The proposition that the Cuban Communist Party is ‘building democracy’ is not a thesis that can be accepted by a thinking person. But regimes like Cuba’s do not want their citizens to think. Independence of mind is substituted with worship of communism, and of Castro. Granma can’t get enough of him: ‘FIDEL IS THE COMPASS’, ‘ONE PARTY, FIDEL’S’, ‘THREE KEYS TO FIDEL’S PARTY’, ‘FIDEL AND BASEBALL’.
The reverence shown to the old leader epitomizes how Cuba has been forced into stasis by its government; stuck in a cold war time warp. Castro died in 2016, and his enthusiastic installation of Soviet missiles in 1962 nearly led to a nuclear apocalypse. Once a charismatic freedom fighter, he became a neurotic despot with a penchant for eight hour speeches. Endless, repetitive, and senile, much like the regime which ossified around him. His saintly veneration reflects a communist party which has nothing to offer but faded memories of ‘58. Such necrotic government cannot last.
The current president – Miguel Diaz-Canel – is the first communist leader to hail from outside the Castro clan (Fidel’s brother, Raul, did 10 years in the job). His response to the protests was to demand that the population take to the streets in defence of communism:
Some Cubans did answer the call, but a command like that says a great deal about how the government still views its people: As tools of state, bound to defend the right of the politburo to rule.

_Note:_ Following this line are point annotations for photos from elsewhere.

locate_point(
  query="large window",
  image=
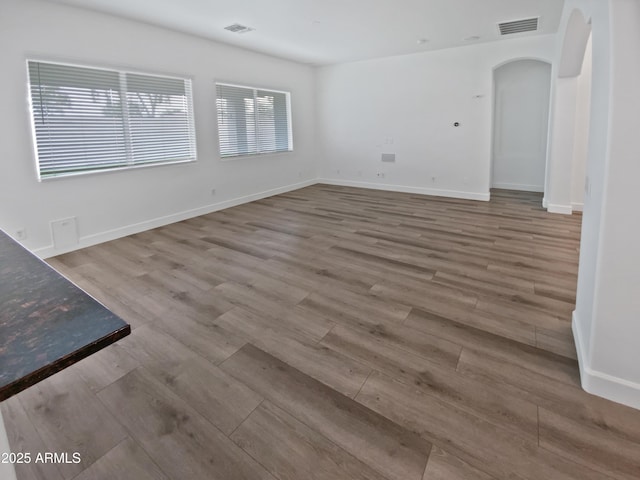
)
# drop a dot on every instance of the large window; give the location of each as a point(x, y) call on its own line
point(252, 121)
point(90, 119)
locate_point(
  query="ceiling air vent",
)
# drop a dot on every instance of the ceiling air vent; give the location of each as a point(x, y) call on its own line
point(237, 28)
point(519, 26)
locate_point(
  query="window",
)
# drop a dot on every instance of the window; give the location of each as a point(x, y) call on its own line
point(252, 121)
point(89, 119)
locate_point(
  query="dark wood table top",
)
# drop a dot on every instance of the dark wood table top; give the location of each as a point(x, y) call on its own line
point(46, 322)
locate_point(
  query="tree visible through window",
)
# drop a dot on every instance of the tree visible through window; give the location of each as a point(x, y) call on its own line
point(252, 121)
point(88, 119)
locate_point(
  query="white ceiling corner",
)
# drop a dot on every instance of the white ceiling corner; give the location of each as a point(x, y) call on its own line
point(324, 32)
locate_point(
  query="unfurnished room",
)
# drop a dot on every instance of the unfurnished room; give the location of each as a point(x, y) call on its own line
point(304, 239)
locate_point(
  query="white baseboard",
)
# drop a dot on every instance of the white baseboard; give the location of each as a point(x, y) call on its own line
point(599, 383)
point(132, 229)
point(402, 188)
point(7, 471)
point(556, 208)
point(519, 186)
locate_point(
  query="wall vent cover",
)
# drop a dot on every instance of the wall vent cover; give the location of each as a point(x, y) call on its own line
point(519, 26)
point(237, 28)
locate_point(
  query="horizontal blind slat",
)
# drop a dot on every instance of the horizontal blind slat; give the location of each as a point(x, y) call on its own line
point(79, 121)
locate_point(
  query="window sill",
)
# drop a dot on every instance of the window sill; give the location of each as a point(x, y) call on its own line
point(113, 170)
point(231, 158)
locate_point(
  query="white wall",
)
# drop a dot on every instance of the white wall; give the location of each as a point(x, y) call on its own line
point(521, 121)
point(581, 137)
point(606, 320)
point(119, 203)
point(407, 105)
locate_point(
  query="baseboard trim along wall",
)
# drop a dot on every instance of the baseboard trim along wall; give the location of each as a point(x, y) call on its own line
point(518, 186)
point(600, 383)
point(405, 189)
point(89, 240)
point(556, 208)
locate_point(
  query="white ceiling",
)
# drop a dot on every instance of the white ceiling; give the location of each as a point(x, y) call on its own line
point(323, 32)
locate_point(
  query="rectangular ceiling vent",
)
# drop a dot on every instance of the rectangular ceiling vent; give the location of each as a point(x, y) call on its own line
point(237, 28)
point(519, 26)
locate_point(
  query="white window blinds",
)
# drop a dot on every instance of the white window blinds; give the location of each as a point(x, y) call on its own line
point(89, 119)
point(252, 121)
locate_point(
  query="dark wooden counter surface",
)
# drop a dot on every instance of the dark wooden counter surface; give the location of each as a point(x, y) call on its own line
point(46, 322)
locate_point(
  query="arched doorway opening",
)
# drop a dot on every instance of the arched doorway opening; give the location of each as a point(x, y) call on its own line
point(521, 115)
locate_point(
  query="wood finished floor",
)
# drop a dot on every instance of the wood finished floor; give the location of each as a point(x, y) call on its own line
point(334, 333)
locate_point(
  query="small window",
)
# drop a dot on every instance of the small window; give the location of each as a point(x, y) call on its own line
point(252, 121)
point(92, 120)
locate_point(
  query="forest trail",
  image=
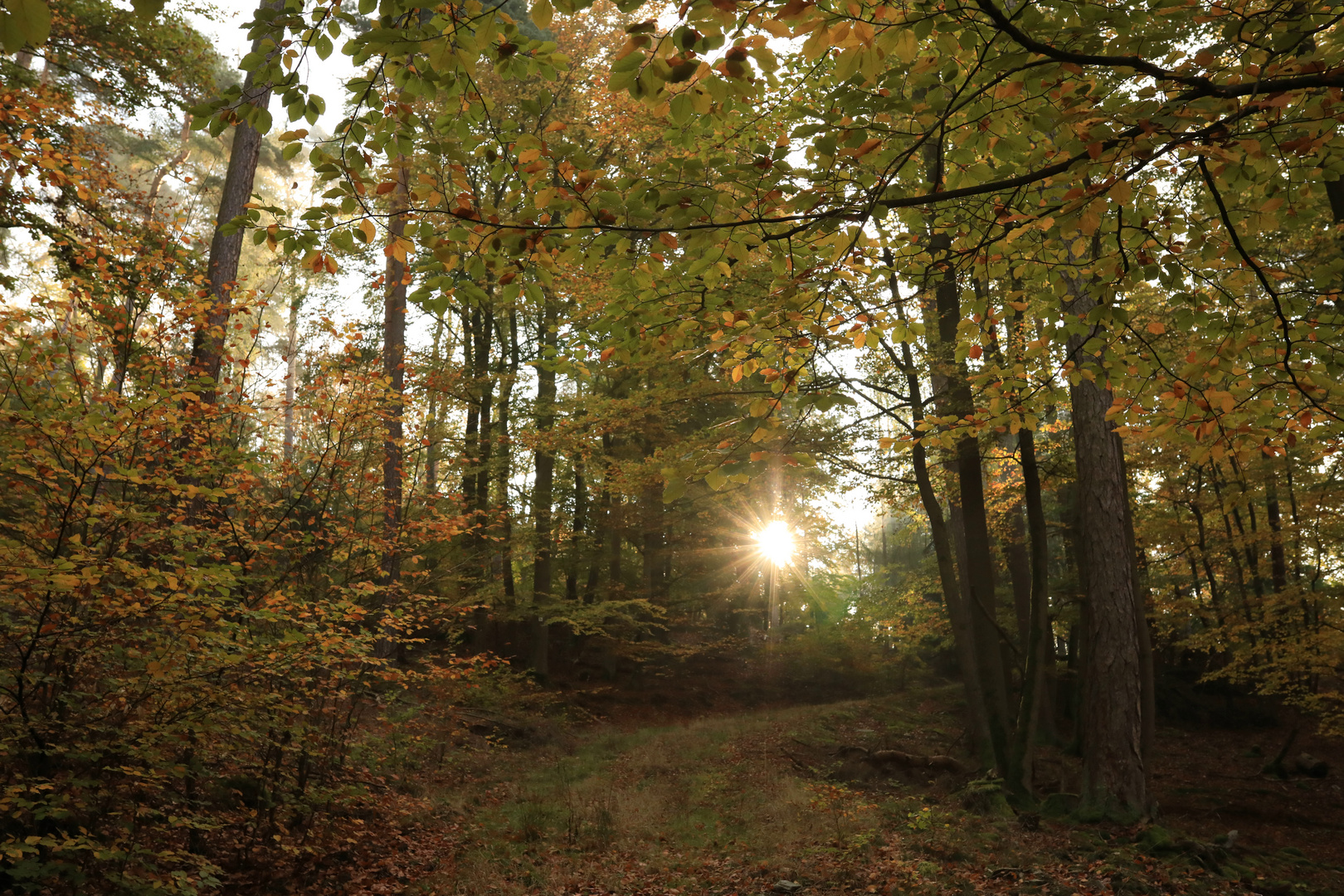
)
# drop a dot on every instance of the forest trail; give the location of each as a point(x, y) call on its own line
point(737, 804)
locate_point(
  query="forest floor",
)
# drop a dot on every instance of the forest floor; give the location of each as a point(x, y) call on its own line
point(665, 796)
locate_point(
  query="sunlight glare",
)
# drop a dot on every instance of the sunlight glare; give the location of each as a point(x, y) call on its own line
point(776, 543)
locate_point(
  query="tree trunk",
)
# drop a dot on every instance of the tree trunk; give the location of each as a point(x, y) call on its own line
point(1040, 642)
point(431, 416)
point(942, 542)
point(615, 525)
point(505, 466)
point(207, 348)
point(1112, 711)
point(572, 574)
point(977, 571)
point(543, 485)
point(290, 373)
point(472, 430)
point(394, 401)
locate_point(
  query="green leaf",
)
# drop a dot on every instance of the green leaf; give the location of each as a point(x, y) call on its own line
point(27, 22)
point(682, 109)
point(542, 14)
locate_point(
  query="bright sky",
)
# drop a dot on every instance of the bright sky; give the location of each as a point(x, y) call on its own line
point(849, 508)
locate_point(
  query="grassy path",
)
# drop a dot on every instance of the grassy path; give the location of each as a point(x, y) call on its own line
point(730, 806)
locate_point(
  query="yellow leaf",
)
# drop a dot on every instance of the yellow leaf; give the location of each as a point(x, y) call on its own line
point(542, 14)
point(908, 46)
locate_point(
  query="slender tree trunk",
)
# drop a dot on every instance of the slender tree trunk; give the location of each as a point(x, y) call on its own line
point(505, 466)
point(572, 574)
point(977, 571)
point(543, 485)
point(431, 414)
point(485, 450)
point(1278, 561)
point(955, 399)
point(394, 402)
point(1040, 642)
point(650, 511)
point(1148, 687)
point(226, 249)
point(1019, 574)
point(472, 430)
point(1112, 723)
point(290, 373)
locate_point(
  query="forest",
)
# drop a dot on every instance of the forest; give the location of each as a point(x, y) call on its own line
point(635, 448)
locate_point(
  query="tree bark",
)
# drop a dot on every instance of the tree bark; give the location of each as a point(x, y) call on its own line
point(394, 401)
point(1112, 711)
point(543, 484)
point(1040, 642)
point(290, 373)
point(207, 347)
point(944, 553)
point(505, 466)
point(577, 529)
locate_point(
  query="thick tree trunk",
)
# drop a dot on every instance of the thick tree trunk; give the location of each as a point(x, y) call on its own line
point(207, 348)
point(944, 551)
point(977, 570)
point(1112, 711)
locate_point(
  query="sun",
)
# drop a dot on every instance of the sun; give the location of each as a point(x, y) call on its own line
point(776, 543)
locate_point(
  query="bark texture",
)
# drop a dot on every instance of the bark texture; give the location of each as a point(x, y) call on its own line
point(1112, 704)
point(207, 349)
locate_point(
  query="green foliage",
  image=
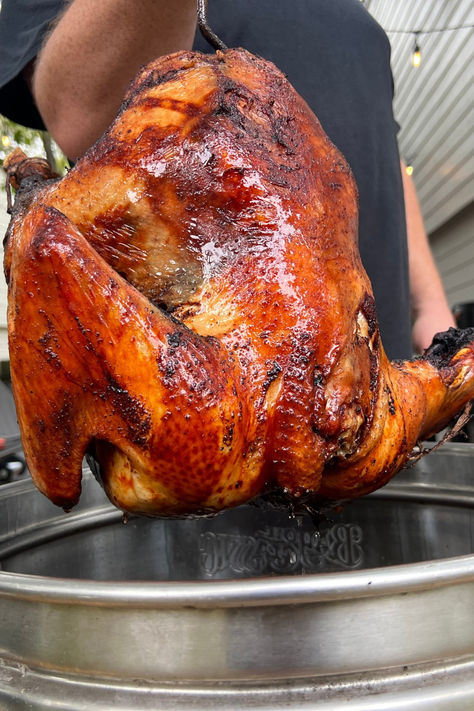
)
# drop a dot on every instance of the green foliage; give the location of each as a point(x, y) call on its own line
point(33, 143)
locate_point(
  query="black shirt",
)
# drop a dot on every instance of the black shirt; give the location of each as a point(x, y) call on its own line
point(338, 58)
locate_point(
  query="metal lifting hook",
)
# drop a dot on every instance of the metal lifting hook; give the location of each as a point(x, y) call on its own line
point(206, 31)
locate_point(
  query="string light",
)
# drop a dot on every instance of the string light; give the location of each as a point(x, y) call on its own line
point(416, 56)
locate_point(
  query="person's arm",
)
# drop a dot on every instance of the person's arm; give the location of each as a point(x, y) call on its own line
point(88, 60)
point(430, 311)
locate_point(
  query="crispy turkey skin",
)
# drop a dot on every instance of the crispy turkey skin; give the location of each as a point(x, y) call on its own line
point(188, 305)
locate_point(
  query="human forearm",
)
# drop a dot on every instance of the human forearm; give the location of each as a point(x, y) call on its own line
point(430, 309)
point(90, 57)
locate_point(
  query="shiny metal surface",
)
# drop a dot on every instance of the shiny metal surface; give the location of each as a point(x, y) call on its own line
point(373, 607)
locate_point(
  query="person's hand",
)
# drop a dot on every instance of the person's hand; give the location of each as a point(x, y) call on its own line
point(432, 319)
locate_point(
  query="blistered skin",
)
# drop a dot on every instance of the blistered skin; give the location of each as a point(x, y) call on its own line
point(188, 305)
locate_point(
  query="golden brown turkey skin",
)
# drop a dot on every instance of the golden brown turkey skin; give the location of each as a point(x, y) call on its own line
point(189, 305)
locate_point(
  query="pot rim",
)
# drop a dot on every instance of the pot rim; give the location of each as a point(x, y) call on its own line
point(281, 590)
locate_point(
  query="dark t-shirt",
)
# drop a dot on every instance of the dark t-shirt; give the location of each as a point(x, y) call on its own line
point(338, 58)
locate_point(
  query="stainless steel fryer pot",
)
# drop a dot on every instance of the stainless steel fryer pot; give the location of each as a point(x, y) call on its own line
point(371, 607)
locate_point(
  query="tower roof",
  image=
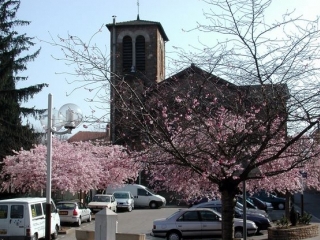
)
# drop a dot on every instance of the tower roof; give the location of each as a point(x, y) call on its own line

For dissidents, social media and music have provided new avenues for voicing opposition. The protest song ‘Patria y Vida’ (‘Fatherland and Life’) went viral last year. It’s a catchy tune. Written by a collective of Cuban anti-government artists, its lyrics enraged the regime:
‘No more lies. My people want freedom not more doctrine (…) the true story not the correctly narrated one.’
The song rejects the morbid demand made by Castro, and now by Diaz-Canel: ‘Patria y Muerte’ (‘Fatherland and Death’). Cuba’s detached leadership will still ask their people to fight for a regime which has brought poverty and denied them basic political rights. It still expects them to be duped by state TV, and galvanised by reruns of Castro radio addresses. It expects them to have the minds of children, telling them who to fear and who to obey. It expects nothing of value, except loyalty.
No people will stand to be treated like this forever.